Teaching Intonation in Concert Band – Part 2

Ed Dumas

In Teaching Intonation in Concert Band – Part 1, I offered some suggestions on how to convince your band students that adjusting their intonation of pitches was important while they are playing their instrument. At the end of that article, I offered a free set of short recordings of Happy Birthday done in various tuning systems that will help you to convince your students that concern for intonation is important.

If you did not yet receive a copy of the Happy Birthday Tuning Systems from me, it is not too late to ask! Have a read here of the Part 1 article for a review of how to encourage students to value better intonation and how to ask for your copy of the Happy Birthday recordings.

In part 2, I would like to offer a few suggestions and exercises on how you can begin to teach your students better intonation. Once you begin this process, I am sure you will find or create plenty of other great strategies for your students, but some that I offer here might help you begin this process if you have not already done so.

Pitch Tendencies of Wind Instruments

All students should begin by becoming familiar with the pitch tendencies of their instrument, and how to compensate for these problems. In the article The Six Percent Rule, I explained how it is nearly impossible to build a wind instrument that stays in tune for all pitches in all registers due to problems of physics. Students, then, should know roughly which notes they will need to adjust for when playing their instrument to not “Leave it to chance.”

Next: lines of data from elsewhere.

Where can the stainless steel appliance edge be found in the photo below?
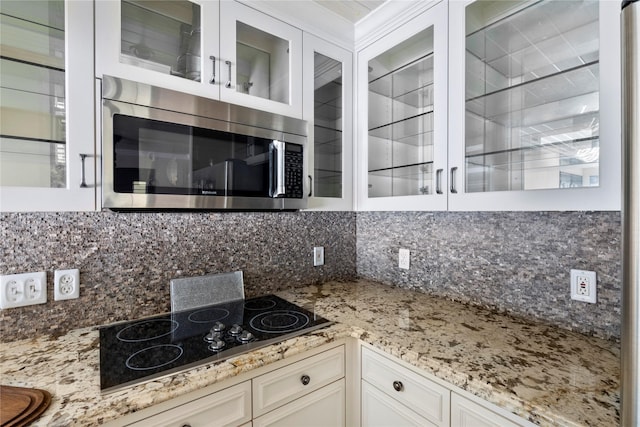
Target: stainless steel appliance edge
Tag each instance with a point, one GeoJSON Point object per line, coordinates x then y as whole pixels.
{"type": "Point", "coordinates": [630, 360]}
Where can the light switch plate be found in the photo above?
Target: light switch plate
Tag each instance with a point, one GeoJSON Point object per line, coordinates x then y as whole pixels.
{"type": "Point", "coordinates": [583, 286]}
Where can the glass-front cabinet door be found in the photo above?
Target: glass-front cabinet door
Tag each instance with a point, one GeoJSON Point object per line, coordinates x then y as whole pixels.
{"type": "Point", "coordinates": [261, 63]}
{"type": "Point", "coordinates": [403, 147]}
{"type": "Point", "coordinates": [534, 120]}
{"type": "Point", "coordinates": [172, 43]}
{"type": "Point", "coordinates": [47, 153]}
{"type": "Point", "coordinates": [328, 107]}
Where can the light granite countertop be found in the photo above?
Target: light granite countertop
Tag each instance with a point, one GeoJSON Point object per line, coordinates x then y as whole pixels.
{"type": "Point", "coordinates": [547, 375]}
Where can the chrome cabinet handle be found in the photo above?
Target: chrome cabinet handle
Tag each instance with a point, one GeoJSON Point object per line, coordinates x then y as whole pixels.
{"type": "Point", "coordinates": [228, 85]}
{"type": "Point", "coordinates": [83, 183]}
{"type": "Point", "coordinates": [439, 181]}
{"type": "Point", "coordinates": [453, 179]}
{"type": "Point", "coordinates": [213, 74]}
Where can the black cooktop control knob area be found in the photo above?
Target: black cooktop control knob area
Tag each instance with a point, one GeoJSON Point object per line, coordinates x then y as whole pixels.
{"type": "Point", "coordinates": [217, 327]}
{"type": "Point", "coordinates": [212, 336]}
{"type": "Point", "coordinates": [235, 330]}
{"type": "Point", "coordinates": [217, 345]}
{"type": "Point", "coordinates": [245, 337]}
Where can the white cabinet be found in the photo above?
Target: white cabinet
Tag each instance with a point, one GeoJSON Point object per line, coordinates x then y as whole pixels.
{"type": "Point", "coordinates": [228, 407]}
{"type": "Point", "coordinates": [396, 394]}
{"type": "Point", "coordinates": [531, 116]}
{"type": "Point", "coordinates": [308, 390]}
{"type": "Point", "coordinates": [325, 407]}
{"type": "Point", "coordinates": [47, 149]}
{"type": "Point", "coordinates": [296, 380]}
{"type": "Point", "coordinates": [465, 413]}
{"type": "Point", "coordinates": [534, 105]}
{"type": "Point", "coordinates": [402, 116]}
{"type": "Point", "coordinates": [328, 107]}
{"type": "Point", "coordinates": [410, 398]}
{"type": "Point", "coordinates": [164, 44]}
{"type": "Point", "coordinates": [221, 50]}
{"type": "Point", "coordinates": [261, 60]}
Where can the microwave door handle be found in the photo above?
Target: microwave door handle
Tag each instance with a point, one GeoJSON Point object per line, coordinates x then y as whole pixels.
{"type": "Point", "coordinates": [279, 188]}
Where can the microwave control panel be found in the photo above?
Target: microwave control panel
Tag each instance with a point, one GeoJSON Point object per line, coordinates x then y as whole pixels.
{"type": "Point", "coordinates": [293, 171]}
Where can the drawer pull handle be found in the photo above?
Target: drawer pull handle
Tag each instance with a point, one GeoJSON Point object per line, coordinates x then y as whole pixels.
{"type": "Point", "coordinates": [305, 379]}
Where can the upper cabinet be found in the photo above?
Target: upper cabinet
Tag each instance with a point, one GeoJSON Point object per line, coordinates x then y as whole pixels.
{"type": "Point", "coordinates": [222, 50]}
{"type": "Point", "coordinates": [402, 116]}
{"type": "Point", "coordinates": [534, 105]}
{"type": "Point", "coordinates": [328, 106]}
{"type": "Point", "coordinates": [531, 119]}
{"type": "Point", "coordinates": [47, 150]}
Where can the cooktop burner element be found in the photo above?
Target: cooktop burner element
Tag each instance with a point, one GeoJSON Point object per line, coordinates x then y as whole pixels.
{"type": "Point", "coordinates": [133, 352]}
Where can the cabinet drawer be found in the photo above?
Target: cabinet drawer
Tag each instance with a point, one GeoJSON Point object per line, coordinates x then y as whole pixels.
{"type": "Point", "coordinates": [322, 408]}
{"type": "Point", "coordinates": [378, 410]}
{"type": "Point", "coordinates": [228, 407]}
{"type": "Point", "coordinates": [419, 394]}
{"type": "Point", "coordinates": [298, 379]}
{"type": "Point", "coordinates": [465, 413]}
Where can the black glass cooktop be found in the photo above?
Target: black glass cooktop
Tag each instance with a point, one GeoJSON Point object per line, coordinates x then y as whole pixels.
{"type": "Point", "coordinates": [146, 349]}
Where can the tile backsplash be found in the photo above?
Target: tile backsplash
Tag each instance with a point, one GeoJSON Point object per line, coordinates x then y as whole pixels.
{"type": "Point", "coordinates": [126, 260]}
{"type": "Point", "coordinates": [517, 262]}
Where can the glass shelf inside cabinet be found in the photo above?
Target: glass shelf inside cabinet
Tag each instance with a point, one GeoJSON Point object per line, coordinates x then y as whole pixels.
{"type": "Point", "coordinates": [401, 151]}
{"type": "Point", "coordinates": [262, 64]}
{"type": "Point", "coordinates": [532, 95]}
{"type": "Point", "coordinates": [162, 36]}
{"type": "Point", "coordinates": [32, 97]}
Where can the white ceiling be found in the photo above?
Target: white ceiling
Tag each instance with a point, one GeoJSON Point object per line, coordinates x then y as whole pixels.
{"type": "Point", "coordinates": [352, 10]}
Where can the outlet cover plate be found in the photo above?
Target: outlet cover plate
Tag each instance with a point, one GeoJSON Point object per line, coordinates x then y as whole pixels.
{"type": "Point", "coordinates": [66, 284]}
{"type": "Point", "coordinates": [19, 290]}
{"type": "Point", "coordinates": [318, 256]}
{"type": "Point", "coordinates": [584, 286]}
{"type": "Point", "coordinates": [404, 257]}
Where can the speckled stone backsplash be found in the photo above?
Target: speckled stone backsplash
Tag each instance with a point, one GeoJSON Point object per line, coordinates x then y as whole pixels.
{"type": "Point", "coordinates": [126, 260]}
{"type": "Point", "coordinates": [517, 262]}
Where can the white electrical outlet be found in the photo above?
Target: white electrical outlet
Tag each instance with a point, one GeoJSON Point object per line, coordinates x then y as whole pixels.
{"type": "Point", "coordinates": [18, 290]}
{"type": "Point", "coordinates": [404, 256]}
{"type": "Point", "coordinates": [583, 286]}
{"type": "Point", "coordinates": [66, 284]}
{"type": "Point", "coordinates": [318, 256]}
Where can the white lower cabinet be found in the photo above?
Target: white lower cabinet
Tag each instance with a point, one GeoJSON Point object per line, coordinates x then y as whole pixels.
{"type": "Point", "coordinates": [408, 394]}
{"type": "Point", "coordinates": [306, 390]}
{"type": "Point", "coordinates": [228, 407]}
{"type": "Point", "coordinates": [289, 383]}
{"type": "Point", "coordinates": [322, 408]}
{"type": "Point", "coordinates": [379, 410]}
{"type": "Point", "coordinates": [465, 413]}
{"type": "Point", "coordinates": [393, 394]}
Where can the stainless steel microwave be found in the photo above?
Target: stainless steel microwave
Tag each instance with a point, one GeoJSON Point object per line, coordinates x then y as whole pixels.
{"type": "Point", "coordinates": [163, 149]}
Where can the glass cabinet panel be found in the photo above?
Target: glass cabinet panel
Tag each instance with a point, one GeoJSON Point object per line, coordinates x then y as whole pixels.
{"type": "Point", "coordinates": [400, 122]}
{"type": "Point", "coordinates": [163, 36]}
{"type": "Point", "coordinates": [532, 95]}
{"type": "Point", "coordinates": [327, 128]}
{"type": "Point", "coordinates": [32, 97]}
{"type": "Point", "coordinates": [262, 64]}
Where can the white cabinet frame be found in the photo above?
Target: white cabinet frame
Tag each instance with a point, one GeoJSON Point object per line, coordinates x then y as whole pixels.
{"type": "Point", "coordinates": [80, 138]}
{"type": "Point", "coordinates": [607, 195]}
{"type": "Point", "coordinates": [313, 44]}
{"type": "Point", "coordinates": [436, 16]}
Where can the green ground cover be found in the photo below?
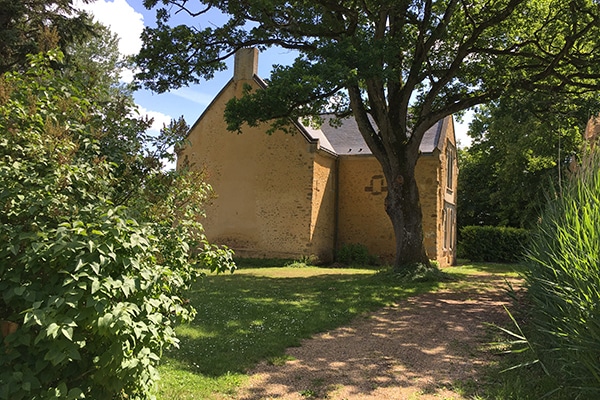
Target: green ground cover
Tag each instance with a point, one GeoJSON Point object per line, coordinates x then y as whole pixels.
{"type": "Point", "coordinates": [256, 313]}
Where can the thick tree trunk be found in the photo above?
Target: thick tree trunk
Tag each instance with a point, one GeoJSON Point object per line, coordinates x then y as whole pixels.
{"type": "Point", "coordinates": [404, 209]}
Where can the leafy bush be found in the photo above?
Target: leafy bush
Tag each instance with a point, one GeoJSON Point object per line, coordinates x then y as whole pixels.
{"type": "Point", "coordinates": [94, 288]}
{"type": "Point", "coordinates": [492, 243]}
{"type": "Point", "coordinates": [563, 278]}
{"type": "Point", "coordinates": [355, 254]}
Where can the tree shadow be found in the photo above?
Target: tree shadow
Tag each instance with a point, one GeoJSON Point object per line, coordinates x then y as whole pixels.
{"type": "Point", "coordinates": [422, 345]}
{"type": "Point", "coordinates": [245, 319]}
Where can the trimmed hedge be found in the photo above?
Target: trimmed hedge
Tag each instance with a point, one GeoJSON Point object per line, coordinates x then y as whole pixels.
{"type": "Point", "coordinates": [492, 243]}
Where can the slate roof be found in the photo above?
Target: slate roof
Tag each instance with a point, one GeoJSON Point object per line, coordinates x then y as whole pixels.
{"type": "Point", "coordinates": [347, 140]}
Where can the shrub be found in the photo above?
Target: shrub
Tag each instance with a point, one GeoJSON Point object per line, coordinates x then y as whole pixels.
{"type": "Point", "coordinates": [563, 279]}
{"type": "Point", "coordinates": [355, 254]}
{"type": "Point", "coordinates": [93, 288]}
{"type": "Point", "coordinates": [492, 243]}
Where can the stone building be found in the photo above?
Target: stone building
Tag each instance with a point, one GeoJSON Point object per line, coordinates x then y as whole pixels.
{"type": "Point", "coordinates": [309, 193]}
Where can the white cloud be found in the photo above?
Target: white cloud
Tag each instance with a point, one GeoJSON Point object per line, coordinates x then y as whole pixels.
{"type": "Point", "coordinates": [160, 119]}
{"type": "Point", "coordinates": [193, 95]}
{"type": "Point", "coordinates": [122, 19]}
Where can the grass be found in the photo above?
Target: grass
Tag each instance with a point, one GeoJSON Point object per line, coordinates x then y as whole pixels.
{"type": "Point", "coordinates": [256, 313]}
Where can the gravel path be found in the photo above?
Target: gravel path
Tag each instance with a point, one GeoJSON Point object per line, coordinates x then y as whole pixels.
{"type": "Point", "coordinates": [413, 350]}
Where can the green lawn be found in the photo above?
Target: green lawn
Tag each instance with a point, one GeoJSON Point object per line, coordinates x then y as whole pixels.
{"type": "Point", "coordinates": [256, 313]}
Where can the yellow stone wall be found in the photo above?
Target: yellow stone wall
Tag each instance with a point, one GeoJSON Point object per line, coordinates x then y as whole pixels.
{"type": "Point", "coordinates": [277, 195]}
{"type": "Point", "coordinates": [322, 226]}
{"type": "Point", "coordinates": [264, 184]}
{"type": "Point", "coordinates": [361, 214]}
{"type": "Point", "coordinates": [427, 177]}
{"type": "Point", "coordinates": [362, 217]}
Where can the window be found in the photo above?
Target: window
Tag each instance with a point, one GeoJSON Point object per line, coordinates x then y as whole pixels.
{"type": "Point", "coordinates": [449, 168]}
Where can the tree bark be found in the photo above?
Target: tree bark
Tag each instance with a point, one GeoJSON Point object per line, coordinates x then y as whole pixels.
{"type": "Point", "coordinates": [404, 209]}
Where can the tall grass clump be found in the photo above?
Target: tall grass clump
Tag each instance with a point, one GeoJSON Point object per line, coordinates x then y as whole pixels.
{"type": "Point", "coordinates": [563, 279]}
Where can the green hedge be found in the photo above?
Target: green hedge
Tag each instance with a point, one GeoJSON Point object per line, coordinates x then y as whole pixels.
{"type": "Point", "coordinates": [492, 243]}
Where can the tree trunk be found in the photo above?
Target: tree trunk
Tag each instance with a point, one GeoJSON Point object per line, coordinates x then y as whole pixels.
{"type": "Point", "coordinates": [404, 209]}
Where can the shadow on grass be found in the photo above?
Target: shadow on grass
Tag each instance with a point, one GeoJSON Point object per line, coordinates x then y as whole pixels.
{"type": "Point", "coordinates": [488, 267]}
{"type": "Point", "coordinates": [245, 318]}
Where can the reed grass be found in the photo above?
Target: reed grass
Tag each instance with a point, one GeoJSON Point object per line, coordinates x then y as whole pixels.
{"type": "Point", "coordinates": [563, 279]}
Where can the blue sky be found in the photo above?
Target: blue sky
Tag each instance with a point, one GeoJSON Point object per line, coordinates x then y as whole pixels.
{"type": "Point", "coordinates": [127, 19]}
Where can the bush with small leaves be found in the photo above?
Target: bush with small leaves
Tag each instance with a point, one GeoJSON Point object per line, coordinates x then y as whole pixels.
{"type": "Point", "coordinates": [93, 288]}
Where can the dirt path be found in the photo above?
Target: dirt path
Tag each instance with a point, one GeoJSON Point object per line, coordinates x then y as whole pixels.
{"type": "Point", "coordinates": [413, 350]}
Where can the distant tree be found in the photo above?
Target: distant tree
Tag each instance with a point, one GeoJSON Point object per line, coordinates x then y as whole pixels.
{"type": "Point", "coordinates": [25, 26]}
{"type": "Point", "coordinates": [523, 144]}
{"type": "Point", "coordinates": [407, 64]}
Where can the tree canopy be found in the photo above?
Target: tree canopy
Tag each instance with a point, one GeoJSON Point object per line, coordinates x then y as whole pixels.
{"type": "Point", "coordinates": [523, 146]}
{"type": "Point", "coordinates": [25, 24]}
{"type": "Point", "coordinates": [406, 64]}
{"type": "Point", "coordinates": [98, 244]}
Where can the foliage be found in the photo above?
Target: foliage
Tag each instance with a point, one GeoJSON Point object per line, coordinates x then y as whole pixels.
{"type": "Point", "coordinates": [493, 243]}
{"type": "Point", "coordinates": [355, 254]}
{"type": "Point", "coordinates": [95, 288]}
{"type": "Point", "coordinates": [563, 282]}
{"type": "Point", "coordinates": [523, 143]}
{"type": "Point", "coordinates": [397, 67]}
{"type": "Point", "coordinates": [31, 26]}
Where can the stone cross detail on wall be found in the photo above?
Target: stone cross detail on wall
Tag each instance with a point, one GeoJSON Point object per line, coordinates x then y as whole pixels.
{"type": "Point", "coordinates": [377, 186]}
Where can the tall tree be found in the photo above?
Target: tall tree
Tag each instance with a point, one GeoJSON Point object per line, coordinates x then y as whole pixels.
{"type": "Point", "coordinates": [24, 26]}
{"type": "Point", "coordinates": [523, 146]}
{"type": "Point", "coordinates": [406, 63]}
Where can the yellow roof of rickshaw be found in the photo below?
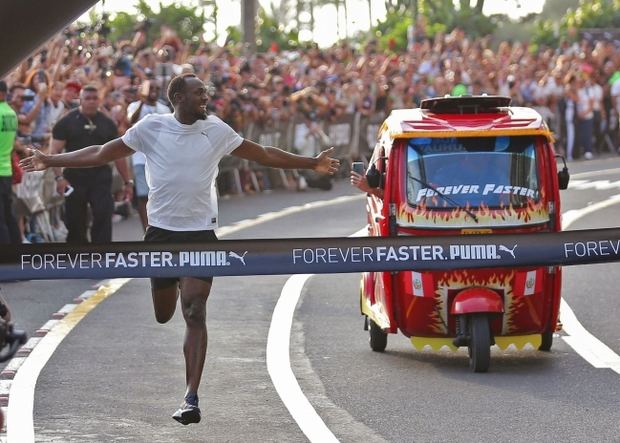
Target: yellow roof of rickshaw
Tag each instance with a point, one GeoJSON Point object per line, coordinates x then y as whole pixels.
{"type": "Point", "coordinates": [480, 116]}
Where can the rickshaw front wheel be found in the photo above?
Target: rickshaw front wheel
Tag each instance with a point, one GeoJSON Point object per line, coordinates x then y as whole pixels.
{"type": "Point", "coordinates": [479, 343]}
{"type": "Point", "coordinates": [378, 338]}
{"type": "Point", "coordinates": [546, 342]}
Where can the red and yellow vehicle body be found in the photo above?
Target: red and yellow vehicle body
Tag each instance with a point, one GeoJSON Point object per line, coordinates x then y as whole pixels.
{"type": "Point", "coordinates": [464, 166]}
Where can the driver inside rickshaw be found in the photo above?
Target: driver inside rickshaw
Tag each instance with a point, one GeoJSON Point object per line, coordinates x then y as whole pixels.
{"type": "Point", "coordinates": [471, 172]}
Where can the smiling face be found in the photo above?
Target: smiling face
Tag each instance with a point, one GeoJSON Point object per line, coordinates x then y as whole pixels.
{"type": "Point", "coordinates": [192, 101]}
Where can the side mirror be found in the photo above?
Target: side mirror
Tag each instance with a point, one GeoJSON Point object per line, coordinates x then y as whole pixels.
{"type": "Point", "coordinates": [373, 177]}
{"type": "Point", "coordinates": [563, 175]}
{"type": "Point", "coordinates": [563, 178]}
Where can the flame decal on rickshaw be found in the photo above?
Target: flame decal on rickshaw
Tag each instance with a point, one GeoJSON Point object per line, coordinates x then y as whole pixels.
{"type": "Point", "coordinates": [502, 281]}
{"type": "Point", "coordinates": [421, 216]}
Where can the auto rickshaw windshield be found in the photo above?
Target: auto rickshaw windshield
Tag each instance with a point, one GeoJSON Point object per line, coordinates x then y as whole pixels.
{"type": "Point", "coordinates": [472, 172]}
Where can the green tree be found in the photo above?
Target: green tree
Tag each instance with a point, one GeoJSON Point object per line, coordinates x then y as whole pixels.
{"type": "Point", "coordinates": [271, 30]}
{"type": "Point", "coordinates": [186, 21]}
{"type": "Point", "coordinates": [564, 22]}
{"type": "Point", "coordinates": [441, 16]}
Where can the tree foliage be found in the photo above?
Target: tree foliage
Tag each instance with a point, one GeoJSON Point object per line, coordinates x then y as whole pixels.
{"type": "Point", "coordinates": [186, 21]}
{"type": "Point", "coordinates": [440, 16]}
{"type": "Point", "coordinates": [270, 31]}
{"type": "Point", "coordinates": [588, 14]}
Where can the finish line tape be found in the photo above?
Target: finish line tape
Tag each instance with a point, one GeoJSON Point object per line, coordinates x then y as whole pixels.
{"type": "Point", "coordinates": [308, 255]}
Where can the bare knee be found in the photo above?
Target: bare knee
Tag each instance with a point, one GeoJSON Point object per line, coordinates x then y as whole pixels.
{"type": "Point", "coordinates": [163, 317]}
{"type": "Point", "coordinates": [164, 303]}
{"type": "Point", "coordinates": [195, 310]}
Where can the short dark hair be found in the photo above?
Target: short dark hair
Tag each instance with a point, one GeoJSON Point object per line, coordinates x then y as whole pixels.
{"type": "Point", "coordinates": [15, 86]}
{"type": "Point", "coordinates": [90, 88]}
{"type": "Point", "coordinates": [177, 85]}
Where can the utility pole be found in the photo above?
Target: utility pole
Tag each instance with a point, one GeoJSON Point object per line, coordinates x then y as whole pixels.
{"type": "Point", "coordinates": [248, 22]}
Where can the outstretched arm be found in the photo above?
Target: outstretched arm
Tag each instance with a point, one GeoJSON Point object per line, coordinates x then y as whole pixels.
{"type": "Point", "coordinates": [277, 158]}
{"type": "Point", "coordinates": [90, 156]}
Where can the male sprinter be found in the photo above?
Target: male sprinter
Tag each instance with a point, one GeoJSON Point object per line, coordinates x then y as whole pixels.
{"type": "Point", "coordinates": [182, 152]}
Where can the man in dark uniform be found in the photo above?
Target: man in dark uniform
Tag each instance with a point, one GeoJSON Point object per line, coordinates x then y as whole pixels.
{"type": "Point", "coordinates": [86, 126]}
{"type": "Point", "coordinates": [182, 152]}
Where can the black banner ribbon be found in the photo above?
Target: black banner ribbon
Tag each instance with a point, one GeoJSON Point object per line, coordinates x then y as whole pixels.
{"type": "Point", "coordinates": [308, 255]}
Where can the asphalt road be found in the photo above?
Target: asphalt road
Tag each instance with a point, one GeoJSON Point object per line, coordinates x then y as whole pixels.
{"type": "Point", "coordinates": [119, 375]}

For example, most band teachers are quite familiar with the difficulties of trumpet on their low D and low C#. These two notes are so significantly incorrect that it is noticeable to anyone listening, even with minimal musical training. Standard practice is that trumpet players are repeatedly told to use their third slide trigger to compensate for these design problems. Some student trumpet players will choose to not use the trigger despite knowing about the problem, but few deny the existence of the problem. The solution for these trumpet players, then, is one of motivation. All other wind players should know that similar problems exist on their instruments as well.

An excellent source of information for pitch tendencies for all wind instruments is the concert band technique book Superior Bands in 16 Weeks by Quincy Hilliard and Deborah Sheldon, published by FJH Music. The section titled Pitch Tendencies of Wind Instruments goes into great detail about the many challenges faced by all wind players. This section includes detailed information for flutes, clarinets, oboe, bassoon, saxes, trumpet, horn, trombone, euphonium and tuba.

Each instrument section shows which pitches on that instrument tend to blow sharp and which tend to blow flat, as well as the possible solutions to correct that pitch placement while the student is playing. I have found this section to be useful to help reinforce to students the need to listen and adjust single pitches while playing, and that simply “tuning” once in a class is not sufficient. I would encourage band teachers to invest in a class set of Superior Bands in 16 Weeks as a good place to begin working on better pitch placement.

Foundations for Superior Performance – Chorales and Tuning Exercises

My second suggestion would be to investigate the series Foundations for Superior Performance by Richard Williams and Jeff King, published by Kjos. The third section titled Chorales and Tuning Exercises is simply brilliant for teaching students better pitching and is worth a close examination by all teachers interested in better intonation for their bands.

In this section, the tuning exercises and chorales are provided in various keys, much like the scale studies earlier in the book. Similar tuning exercises are provided for each key so that as teachers move between the various keys in scale studies, they can also work on the tuning exercises in that key as well. The only challenge here that I have found is that the tuning exercises and chorales are not provided in all the same keys as the scale studies, and this is especially so for the minor keys.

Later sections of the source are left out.